Blueberry Frozen Yogurt
THM:FP, low carb, low fat, no refined sugar added, gluten/egg/nut free
Serves: 4
  • 2 cups blueberries (fresh or frozen)
  • 2 cups low fat Greek yogurt
  • ½ cup unsweetened almond milk (or carton coconut milk for a nut free version)
  • 1 T vegetable glycerin*
  • ¼ tsp. vanilla extract
  • 6 doonks THM Pure Stevia Extract Powder (or more to taste)
  1. Blend all the ingredients together until smooth. I leave the blueberry skins in the mixture for added fiber to help blunt a blood sugar spike, but if you're going for pretty ice cream, you might want to strain some of them out. Churn the mixture in a 1.5 qt. automatic ice cream churn according to manufacturer's directions. Feel free to put the ice cream in the freezer for an hour or so after churning to let it firm up a little more before serving. Yields 4 servings**
*I have not made this frozen yogurt without vegetable glycerin because the glycerin really improves the texture of homemade ice creams/frozen yogurts, especially when they are low in fat, like this recipe is.
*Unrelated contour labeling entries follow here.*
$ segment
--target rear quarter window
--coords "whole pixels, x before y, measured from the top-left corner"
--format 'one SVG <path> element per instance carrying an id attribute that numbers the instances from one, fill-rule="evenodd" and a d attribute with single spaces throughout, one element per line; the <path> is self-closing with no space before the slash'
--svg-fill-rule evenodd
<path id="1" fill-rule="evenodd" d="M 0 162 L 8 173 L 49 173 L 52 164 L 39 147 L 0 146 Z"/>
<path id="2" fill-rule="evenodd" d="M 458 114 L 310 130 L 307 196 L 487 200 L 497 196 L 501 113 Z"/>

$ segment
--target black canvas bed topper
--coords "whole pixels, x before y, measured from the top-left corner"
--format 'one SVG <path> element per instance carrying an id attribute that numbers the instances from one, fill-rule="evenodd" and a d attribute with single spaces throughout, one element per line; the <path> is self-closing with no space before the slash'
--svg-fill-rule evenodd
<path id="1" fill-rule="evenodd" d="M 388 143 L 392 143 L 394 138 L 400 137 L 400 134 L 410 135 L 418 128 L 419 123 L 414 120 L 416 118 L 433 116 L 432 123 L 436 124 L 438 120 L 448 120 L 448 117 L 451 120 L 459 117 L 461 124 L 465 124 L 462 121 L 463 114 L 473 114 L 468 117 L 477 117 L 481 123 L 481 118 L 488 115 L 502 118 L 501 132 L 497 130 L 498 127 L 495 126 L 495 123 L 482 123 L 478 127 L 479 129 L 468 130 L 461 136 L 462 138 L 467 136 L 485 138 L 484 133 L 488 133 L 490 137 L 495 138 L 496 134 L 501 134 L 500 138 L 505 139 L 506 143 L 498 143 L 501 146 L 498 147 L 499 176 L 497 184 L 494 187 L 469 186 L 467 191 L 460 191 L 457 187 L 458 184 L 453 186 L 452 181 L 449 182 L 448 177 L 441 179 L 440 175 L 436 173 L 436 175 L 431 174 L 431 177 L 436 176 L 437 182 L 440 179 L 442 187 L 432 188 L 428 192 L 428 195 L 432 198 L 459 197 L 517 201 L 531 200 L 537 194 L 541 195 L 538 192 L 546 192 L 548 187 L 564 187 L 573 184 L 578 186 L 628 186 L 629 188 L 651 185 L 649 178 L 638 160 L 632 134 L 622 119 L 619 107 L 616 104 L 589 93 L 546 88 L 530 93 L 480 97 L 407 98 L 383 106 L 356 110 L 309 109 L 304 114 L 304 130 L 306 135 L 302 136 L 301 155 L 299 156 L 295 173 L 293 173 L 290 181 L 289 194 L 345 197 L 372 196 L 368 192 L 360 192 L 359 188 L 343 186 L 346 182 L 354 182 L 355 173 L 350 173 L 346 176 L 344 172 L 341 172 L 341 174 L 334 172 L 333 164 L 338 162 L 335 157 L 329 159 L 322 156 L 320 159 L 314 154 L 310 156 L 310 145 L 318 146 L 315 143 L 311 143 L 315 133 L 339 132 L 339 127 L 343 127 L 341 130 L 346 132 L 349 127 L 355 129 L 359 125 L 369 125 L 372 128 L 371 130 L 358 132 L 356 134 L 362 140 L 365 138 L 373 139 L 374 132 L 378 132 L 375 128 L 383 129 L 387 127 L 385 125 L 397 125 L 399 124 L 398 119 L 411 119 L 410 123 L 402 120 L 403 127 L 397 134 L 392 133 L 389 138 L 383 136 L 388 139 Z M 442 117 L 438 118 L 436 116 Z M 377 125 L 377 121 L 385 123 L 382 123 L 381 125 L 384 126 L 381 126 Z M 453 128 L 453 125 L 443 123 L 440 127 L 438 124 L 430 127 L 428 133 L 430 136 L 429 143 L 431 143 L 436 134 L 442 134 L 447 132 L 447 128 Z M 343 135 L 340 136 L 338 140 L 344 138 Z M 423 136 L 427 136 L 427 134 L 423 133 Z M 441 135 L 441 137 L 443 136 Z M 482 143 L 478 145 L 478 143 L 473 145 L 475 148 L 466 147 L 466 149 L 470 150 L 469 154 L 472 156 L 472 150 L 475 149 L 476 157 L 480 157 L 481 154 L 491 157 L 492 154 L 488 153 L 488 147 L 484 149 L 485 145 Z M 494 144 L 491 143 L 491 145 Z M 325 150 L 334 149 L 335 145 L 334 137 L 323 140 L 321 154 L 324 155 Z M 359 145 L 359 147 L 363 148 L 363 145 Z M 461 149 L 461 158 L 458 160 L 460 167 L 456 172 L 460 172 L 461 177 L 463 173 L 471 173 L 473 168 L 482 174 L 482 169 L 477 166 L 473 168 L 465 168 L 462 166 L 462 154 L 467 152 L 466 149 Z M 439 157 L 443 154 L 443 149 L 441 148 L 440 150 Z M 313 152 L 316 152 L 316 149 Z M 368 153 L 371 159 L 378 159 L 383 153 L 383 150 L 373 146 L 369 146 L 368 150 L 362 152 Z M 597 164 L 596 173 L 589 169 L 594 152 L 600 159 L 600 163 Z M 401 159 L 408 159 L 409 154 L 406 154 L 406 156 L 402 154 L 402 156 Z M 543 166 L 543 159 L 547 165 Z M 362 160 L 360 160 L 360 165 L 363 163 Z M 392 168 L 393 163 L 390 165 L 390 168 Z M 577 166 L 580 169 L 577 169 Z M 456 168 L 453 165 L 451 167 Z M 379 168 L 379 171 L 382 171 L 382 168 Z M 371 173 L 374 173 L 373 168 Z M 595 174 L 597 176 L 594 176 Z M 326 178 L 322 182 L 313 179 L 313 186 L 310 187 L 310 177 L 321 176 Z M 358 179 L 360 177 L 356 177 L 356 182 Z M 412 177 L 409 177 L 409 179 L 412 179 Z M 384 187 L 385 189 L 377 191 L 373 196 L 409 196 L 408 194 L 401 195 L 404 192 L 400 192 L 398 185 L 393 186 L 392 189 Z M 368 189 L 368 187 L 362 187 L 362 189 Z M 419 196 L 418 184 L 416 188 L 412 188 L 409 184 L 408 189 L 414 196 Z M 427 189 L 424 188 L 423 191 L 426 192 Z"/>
The vegetable glycerin helps keep the frozen yogurt from sticking to the sides of the ice cream maker. When leftovers are frozen and then thawed to an eatable consistency (3-4 hours in the fridge or 30-40 minutes on the counter works great), the vegetable glycerin helps keep it scoopable instead of icy. I purchase mine from Amazon, and you can find a link for it below the recipe. If you don't have the glycerin and don't want to purchase any, I suggest adding ½ tsp. of glucomannan to the recipe to lend a creamier texture. That will at least help.
**Since blueberries are higher in natural sugars than other berries, keep them to ½ cup in a THM S or FP setting (this means ¼th of this ice cream recipe). In an E setting, you don't need to watch your portions so carefully.
Most people with nut allergies can handle coconut just fine, but check with your doctor first to make sure.